Coral Reef Optimization (CRO) Algorithm


Keywords
optimization, algorithm, evolutionary, meta-heuristic, feature, selection, coral, reef
License
MIT
Install
pip install cro==0.0.5.1

Documentation

pypi Travis Supported Python versions

coral-reef-optimization-algorithm

Coral Reefs Optimization (CRO) algorithm artificially simulates a coral reef, where different corals (which are the solutions for the considered optimization problem) grow and reproduce in a coral-reef, fighting with other corals for space and find depredation.

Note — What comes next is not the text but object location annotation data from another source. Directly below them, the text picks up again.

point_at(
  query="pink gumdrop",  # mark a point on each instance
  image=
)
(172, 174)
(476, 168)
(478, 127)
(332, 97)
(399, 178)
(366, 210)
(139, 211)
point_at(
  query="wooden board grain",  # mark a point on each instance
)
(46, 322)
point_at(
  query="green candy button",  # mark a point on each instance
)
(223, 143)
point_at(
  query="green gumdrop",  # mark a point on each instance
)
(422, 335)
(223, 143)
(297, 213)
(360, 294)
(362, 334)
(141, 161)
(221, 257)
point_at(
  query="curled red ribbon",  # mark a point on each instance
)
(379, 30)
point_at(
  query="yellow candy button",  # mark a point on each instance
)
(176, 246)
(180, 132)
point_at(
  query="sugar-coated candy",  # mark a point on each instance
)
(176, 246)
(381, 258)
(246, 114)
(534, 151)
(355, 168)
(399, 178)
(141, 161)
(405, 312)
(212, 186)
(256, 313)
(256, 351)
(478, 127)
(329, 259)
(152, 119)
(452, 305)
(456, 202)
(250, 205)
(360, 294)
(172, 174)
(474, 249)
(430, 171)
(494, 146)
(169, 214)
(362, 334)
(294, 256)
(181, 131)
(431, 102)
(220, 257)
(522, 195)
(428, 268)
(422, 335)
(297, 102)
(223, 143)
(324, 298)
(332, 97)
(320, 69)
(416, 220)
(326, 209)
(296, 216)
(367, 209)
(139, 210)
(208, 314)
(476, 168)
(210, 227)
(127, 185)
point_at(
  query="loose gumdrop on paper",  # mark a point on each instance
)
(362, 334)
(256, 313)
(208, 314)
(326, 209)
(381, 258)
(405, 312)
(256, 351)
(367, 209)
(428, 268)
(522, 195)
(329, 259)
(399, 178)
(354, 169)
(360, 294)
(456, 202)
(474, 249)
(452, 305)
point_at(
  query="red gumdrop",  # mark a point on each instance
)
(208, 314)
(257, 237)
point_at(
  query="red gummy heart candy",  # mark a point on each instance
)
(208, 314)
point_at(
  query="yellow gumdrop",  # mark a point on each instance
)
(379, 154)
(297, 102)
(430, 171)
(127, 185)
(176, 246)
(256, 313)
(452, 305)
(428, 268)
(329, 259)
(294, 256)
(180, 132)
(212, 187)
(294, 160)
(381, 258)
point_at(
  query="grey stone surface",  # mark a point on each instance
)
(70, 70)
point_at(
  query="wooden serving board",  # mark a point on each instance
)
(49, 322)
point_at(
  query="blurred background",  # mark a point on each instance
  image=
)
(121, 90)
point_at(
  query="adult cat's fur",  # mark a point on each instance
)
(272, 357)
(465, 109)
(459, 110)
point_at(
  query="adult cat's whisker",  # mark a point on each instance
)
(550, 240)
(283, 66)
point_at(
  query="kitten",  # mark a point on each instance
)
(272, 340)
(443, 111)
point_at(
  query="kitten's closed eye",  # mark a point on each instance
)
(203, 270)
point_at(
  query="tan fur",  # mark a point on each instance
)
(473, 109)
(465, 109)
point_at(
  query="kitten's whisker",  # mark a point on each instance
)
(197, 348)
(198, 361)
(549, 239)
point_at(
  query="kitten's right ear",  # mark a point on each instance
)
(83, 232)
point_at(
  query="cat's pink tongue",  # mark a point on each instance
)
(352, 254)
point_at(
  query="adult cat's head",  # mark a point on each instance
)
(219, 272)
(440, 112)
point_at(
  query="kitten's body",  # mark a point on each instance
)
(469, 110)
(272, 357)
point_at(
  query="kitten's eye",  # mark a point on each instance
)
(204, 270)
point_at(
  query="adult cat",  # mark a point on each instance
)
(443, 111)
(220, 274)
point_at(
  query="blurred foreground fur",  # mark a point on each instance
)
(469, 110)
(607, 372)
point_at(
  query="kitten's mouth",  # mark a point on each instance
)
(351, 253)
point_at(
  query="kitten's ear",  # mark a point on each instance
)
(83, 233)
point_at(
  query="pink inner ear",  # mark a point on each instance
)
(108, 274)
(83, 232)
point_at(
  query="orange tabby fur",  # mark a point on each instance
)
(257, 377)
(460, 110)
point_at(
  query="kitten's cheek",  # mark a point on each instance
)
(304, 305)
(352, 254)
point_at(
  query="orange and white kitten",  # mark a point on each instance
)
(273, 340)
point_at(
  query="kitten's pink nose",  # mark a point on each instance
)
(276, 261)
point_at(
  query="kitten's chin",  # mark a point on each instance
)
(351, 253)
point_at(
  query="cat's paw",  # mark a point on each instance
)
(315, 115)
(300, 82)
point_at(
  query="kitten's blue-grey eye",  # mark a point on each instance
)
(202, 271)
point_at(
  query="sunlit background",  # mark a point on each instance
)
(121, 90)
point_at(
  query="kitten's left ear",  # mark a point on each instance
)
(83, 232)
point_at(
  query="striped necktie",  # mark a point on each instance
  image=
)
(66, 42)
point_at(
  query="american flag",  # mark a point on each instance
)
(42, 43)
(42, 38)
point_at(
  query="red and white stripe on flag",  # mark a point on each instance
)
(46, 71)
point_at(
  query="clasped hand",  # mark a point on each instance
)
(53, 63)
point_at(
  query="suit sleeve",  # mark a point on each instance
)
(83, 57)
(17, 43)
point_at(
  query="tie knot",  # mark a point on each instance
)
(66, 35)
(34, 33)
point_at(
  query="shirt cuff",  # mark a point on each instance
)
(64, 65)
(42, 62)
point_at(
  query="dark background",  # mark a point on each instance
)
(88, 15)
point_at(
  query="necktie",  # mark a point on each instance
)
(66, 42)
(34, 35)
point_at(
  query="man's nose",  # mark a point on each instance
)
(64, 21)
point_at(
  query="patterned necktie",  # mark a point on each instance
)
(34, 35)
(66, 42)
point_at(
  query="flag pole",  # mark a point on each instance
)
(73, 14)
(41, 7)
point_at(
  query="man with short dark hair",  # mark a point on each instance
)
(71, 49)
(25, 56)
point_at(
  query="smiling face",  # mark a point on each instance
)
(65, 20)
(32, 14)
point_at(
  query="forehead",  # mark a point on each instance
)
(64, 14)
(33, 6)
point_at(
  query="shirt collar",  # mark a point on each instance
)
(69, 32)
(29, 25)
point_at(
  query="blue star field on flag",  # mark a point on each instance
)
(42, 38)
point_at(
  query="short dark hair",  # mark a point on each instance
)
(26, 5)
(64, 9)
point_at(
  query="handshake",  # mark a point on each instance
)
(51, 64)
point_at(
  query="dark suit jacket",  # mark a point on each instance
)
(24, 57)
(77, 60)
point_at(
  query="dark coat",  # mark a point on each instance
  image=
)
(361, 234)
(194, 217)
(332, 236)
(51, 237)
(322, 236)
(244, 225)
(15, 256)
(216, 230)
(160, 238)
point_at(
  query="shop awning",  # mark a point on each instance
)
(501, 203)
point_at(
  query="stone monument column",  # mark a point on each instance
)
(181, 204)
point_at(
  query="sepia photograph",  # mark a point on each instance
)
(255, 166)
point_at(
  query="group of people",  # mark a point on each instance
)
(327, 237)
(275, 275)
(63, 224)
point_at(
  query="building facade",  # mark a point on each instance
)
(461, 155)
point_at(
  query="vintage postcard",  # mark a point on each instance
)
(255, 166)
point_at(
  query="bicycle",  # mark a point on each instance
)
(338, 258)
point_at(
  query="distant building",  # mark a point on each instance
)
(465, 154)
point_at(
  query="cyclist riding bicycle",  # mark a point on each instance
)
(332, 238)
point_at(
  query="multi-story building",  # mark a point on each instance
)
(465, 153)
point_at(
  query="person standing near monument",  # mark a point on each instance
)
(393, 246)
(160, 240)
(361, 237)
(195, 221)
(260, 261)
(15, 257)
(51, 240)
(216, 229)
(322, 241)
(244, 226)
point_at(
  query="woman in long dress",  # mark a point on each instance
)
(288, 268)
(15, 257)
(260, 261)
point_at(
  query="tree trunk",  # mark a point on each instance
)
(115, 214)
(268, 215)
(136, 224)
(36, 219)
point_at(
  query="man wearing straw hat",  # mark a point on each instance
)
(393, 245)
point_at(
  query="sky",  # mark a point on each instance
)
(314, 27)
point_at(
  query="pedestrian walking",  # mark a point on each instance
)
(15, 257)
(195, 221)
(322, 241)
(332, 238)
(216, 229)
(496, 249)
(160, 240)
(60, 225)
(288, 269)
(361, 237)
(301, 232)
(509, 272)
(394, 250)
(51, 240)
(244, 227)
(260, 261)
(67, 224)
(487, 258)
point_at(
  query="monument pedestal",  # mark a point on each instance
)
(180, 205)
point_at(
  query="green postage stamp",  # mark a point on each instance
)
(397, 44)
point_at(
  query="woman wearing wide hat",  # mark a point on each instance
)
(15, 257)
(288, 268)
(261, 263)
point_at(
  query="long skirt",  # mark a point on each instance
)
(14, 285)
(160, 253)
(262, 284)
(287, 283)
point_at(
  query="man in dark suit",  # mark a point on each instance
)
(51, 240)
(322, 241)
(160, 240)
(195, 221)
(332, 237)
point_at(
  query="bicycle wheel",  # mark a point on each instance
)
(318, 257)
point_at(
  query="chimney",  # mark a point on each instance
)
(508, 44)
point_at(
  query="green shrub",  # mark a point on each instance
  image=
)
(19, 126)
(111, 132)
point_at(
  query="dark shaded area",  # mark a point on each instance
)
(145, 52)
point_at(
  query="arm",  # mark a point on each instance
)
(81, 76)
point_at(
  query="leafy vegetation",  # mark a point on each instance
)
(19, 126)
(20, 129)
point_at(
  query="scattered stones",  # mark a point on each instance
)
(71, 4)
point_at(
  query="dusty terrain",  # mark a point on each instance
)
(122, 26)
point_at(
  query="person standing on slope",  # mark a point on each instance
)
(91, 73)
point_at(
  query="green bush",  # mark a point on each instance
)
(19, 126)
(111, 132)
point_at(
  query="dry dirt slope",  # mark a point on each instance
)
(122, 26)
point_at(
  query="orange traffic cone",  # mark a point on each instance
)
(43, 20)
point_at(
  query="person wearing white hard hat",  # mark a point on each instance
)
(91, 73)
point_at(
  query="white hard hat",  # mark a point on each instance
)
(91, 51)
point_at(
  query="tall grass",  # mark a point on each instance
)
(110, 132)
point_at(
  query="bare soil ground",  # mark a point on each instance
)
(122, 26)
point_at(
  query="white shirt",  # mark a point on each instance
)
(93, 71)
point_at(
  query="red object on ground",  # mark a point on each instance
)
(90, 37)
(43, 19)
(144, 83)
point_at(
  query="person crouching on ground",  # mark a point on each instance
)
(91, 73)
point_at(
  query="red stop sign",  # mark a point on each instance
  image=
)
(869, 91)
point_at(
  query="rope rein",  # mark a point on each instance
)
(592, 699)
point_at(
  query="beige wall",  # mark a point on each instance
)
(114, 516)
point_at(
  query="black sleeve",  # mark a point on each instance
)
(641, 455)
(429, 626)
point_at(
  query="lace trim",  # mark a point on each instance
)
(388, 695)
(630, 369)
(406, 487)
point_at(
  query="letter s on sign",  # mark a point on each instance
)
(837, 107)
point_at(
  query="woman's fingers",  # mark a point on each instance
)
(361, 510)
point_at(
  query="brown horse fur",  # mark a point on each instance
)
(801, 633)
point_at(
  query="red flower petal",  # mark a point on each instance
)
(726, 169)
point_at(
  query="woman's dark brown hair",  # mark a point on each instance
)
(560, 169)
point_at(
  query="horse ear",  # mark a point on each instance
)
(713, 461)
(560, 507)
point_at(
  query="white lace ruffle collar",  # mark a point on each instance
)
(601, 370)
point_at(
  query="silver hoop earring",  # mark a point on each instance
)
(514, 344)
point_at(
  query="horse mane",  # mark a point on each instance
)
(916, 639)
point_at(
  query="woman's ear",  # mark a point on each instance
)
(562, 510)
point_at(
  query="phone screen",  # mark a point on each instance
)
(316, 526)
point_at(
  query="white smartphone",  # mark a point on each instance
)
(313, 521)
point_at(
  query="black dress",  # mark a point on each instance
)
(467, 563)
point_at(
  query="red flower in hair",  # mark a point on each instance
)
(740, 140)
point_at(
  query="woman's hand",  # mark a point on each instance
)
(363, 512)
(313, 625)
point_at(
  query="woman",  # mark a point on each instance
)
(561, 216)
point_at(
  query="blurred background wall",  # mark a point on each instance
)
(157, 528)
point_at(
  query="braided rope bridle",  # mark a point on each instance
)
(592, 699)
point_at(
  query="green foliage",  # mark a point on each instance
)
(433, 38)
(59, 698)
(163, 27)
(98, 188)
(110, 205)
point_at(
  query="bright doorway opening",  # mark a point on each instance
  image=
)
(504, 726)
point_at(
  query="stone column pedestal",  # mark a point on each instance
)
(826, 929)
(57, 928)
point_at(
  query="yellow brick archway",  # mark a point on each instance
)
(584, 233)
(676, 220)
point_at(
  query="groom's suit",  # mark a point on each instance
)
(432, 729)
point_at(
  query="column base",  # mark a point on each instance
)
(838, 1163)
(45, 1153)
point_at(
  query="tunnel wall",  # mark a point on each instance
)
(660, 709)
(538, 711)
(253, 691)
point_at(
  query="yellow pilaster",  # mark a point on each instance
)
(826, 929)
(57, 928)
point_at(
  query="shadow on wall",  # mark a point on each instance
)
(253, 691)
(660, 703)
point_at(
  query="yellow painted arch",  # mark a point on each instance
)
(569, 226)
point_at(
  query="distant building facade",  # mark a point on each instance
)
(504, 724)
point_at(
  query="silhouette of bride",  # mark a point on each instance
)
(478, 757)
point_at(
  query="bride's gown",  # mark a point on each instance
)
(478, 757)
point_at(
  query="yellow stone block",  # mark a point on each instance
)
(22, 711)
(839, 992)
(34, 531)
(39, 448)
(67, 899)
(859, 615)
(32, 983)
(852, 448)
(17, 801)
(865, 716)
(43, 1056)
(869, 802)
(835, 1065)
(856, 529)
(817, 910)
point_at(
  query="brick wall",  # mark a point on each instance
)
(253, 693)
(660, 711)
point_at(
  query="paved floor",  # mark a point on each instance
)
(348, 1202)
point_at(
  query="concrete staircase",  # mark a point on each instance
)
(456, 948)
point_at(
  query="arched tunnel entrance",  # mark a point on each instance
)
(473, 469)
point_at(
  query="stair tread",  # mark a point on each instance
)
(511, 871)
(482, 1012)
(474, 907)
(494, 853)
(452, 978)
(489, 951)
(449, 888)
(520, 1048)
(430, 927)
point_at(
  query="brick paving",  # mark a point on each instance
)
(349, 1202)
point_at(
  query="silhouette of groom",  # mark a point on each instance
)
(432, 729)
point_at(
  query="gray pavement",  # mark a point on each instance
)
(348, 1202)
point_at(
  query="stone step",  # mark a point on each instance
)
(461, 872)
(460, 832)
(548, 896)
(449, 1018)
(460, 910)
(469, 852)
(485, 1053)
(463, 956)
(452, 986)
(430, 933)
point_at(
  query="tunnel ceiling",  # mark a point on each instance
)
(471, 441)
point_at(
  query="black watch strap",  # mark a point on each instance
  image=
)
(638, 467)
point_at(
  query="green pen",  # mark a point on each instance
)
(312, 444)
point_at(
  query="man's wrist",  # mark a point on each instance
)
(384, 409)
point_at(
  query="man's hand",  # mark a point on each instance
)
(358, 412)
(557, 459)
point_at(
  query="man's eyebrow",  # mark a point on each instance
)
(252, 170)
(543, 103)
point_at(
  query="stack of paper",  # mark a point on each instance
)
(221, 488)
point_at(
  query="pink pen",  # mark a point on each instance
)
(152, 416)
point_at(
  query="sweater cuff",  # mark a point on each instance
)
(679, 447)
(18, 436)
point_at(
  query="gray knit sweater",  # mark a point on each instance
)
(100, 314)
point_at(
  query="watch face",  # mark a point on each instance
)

CRO is based on a reef, consisting of a N x M square grid. It assumes that each square is able to allocate a coral (or colony of corals). As other evolutionary algorithms, is based on the fact that reef will progress, as long as healthier corals (better solutions at the problem) survive, while less stronger corals die. Also, as other genetic and evolutionary optimization algorithms, a phase of reproduction takes place. In this case, CRO applies several operators to imitate coral's reproduction:

  • Modelling of sexual reproduction (Broadcast Spawning and Brooding)
    • Broadcast Spawning consists of external reproduction, selecting couples of the pool of broadcast spawner corals (as i.e cross-over operator in a genetic algorithm)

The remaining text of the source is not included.